Valle Felipe H, Mohammed Basma, Wright Stephen P, Bentley Robert, Fam Neil P, Mak Susanna
Division of Cardiology, Mount Sinai Hospital/University Health Network Toronto, Canada.
Division of Cardiology, St Michael's Hospital/University of Toronto Toronto, Canada.
Interv Cardiol. 2021 Feb 15;16:e01. doi: 10.15420/icr.2020.17. eCollection 2020 Apr.

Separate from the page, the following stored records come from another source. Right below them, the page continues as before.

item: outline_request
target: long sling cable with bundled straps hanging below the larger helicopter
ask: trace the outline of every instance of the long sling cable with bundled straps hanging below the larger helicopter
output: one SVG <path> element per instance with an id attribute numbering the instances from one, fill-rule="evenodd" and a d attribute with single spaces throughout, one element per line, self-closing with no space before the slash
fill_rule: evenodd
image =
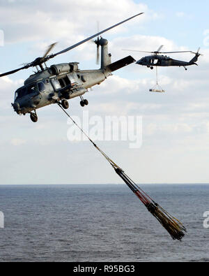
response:
<path id="1" fill-rule="evenodd" d="M 134 194 L 140 199 L 140 201 L 146 206 L 147 210 L 162 224 L 162 226 L 169 232 L 171 235 L 171 238 L 173 240 L 182 240 L 185 236 L 185 232 L 187 232 L 187 229 L 181 224 L 178 219 L 175 217 L 172 217 L 169 215 L 169 213 L 164 210 L 159 204 L 155 203 L 148 194 L 146 194 L 144 191 L 141 190 L 141 188 L 134 183 L 133 180 L 128 177 L 124 170 L 120 168 L 114 161 L 112 161 L 107 154 L 102 152 L 102 150 L 87 136 L 87 134 L 81 129 L 81 127 L 70 117 L 68 112 L 66 112 L 63 107 L 61 106 L 61 103 L 58 103 L 59 107 L 65 112 L 65 114 L 71 119 L 73 124 L 75 124 L 82 133 L 84 133 L 84 136 L 90 140 L 90 142 L 93 144 L 93 146 L 104 156 L 105 159 L 109 162 L 109 164 L 114 168 L 115 172 L 121 179 L 127 184 L 127 186 L 134 192 Z"/>

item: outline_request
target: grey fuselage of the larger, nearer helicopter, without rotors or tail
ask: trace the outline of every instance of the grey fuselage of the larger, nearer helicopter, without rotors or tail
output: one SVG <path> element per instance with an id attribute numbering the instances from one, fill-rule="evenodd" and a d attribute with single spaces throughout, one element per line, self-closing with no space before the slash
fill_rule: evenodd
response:
<path id="1" fill-rule="evenodd" d="M 109 75 L 108 69 L 80 71 L 77 63 L 57 64 L 31 75 L 15 92 L 12 105 L 17 114 L 25 115 L 63 99 L 82 96 Z"/>

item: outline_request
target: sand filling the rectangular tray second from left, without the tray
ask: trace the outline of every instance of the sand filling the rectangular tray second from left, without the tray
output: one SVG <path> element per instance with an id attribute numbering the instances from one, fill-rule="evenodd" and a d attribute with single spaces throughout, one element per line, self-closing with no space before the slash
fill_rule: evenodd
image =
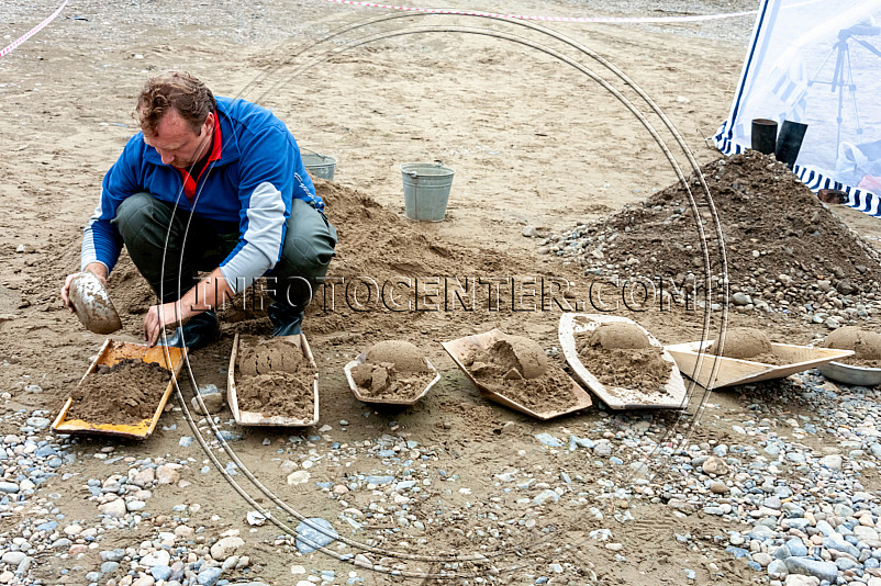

The use of exercise right heart catheterisation for the assessment of cardiovascular diseases has regained attention recently. Understanding physiologic haemodynamic exercise responses is key for the identification of abnormal haemodynamic patterns. Exercise total pulmonary resistance >3 Wood units identifies a deranged haemodynamic response and when total pulmonary resistance exceeds 3 Wood units, an exercise pulmonary artery wedge pressures/cardiac output slope >2 mmHg/l/min indicates the presence of underlying exercise-induced pulmonary hypertension related to left heart disease. In the evolving field of transcatheter interventions for valvular heart disease, exercise right heart catheterisation may objectively unmask symptoms and underlying haemodynamic abnormalities. Further studies are needed on the use of the procedure to inform the selection of patients who might receive the most benefit from transcatheter interventions for valvular heart diseases.
近年来,运动性右心导管检查在心血管疾病评估中的应用重新受到关注。了解生理性血流动力学运动反应是识别异常血流动力学模式的关键。运动时总肺阻力>3伍德单位表明血流动力学反应紊乱,当总肺阻力超过3伍德单位时,运动肺动脉楔压/心输出量斜率>2 mmHg/l/min表明存在与左心疾病相关的潜在运动性肺动脉高压。在不断发展的心脏瓣膜病经导管介入治疗领域,运动性右心导管检查可能会客观地揭示症状和潜在的血流动力学异常。需要进一步研究该检查方法,以指导选择可能从心脏瓣膜病经导管介入治疗中获益最大的患者。